La prière d’intercession. Prier pour quelqu’un, le porter dans la prière, crier à Dieu pour un autre dans une profonde solidarité, je le fais sans réserves. Mais la prière d’intercession qui demanderait à Dieu ceci ou cela (une guérison, par exemple, – oh ! je comprends cette prière, ce cri, cela a déjà été le mien) cela reviendrait à faire de Dieu une sorte de magicien qui agirait selon son bon ou son mauvais vouloir. Je ne crois pas aux miracles si on leur attribue ce sens là. Les seuls miracles c’est ceux que nous faisons, animés par la confiance, la force de vie qui était en Jésus. Il croyait en l’humain, en ses capacités. Cette foi là peut être contagieuse.
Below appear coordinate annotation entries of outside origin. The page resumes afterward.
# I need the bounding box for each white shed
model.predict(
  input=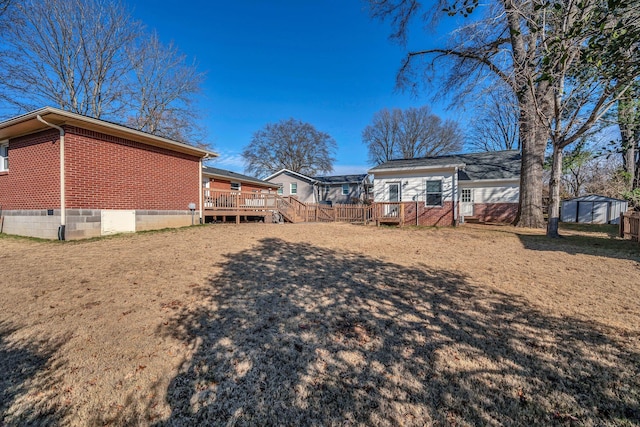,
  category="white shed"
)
[560,194,628,224]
Voilà quelques réflexions sur ma foi d’aujourd’hui qui n’est plus celle de hier et sans doute pas tout à fait celle de demain. La foi naît, change, meurt parfois, de la rencontre, de la confrontation à l’épreuve de la vie.
L’essentiel (Maurice Bellet)
» C’est ce qui s’entend du fond de l’abîme de tristesse. C’est un je ne sais quoi, comme une parole d’enfant, un air chanté à bouche fermée au bord de la mer, la très douce et intime tendresse de la chambre close, l’ardeur au combat, quand le combat est par delà la guerre, contre la faim, l’injustice, la détresse. C’est quand nous sommes proche de tout homme, du plus pauvre, du plus délaissé. C’est quand nous ne jugeons personne ».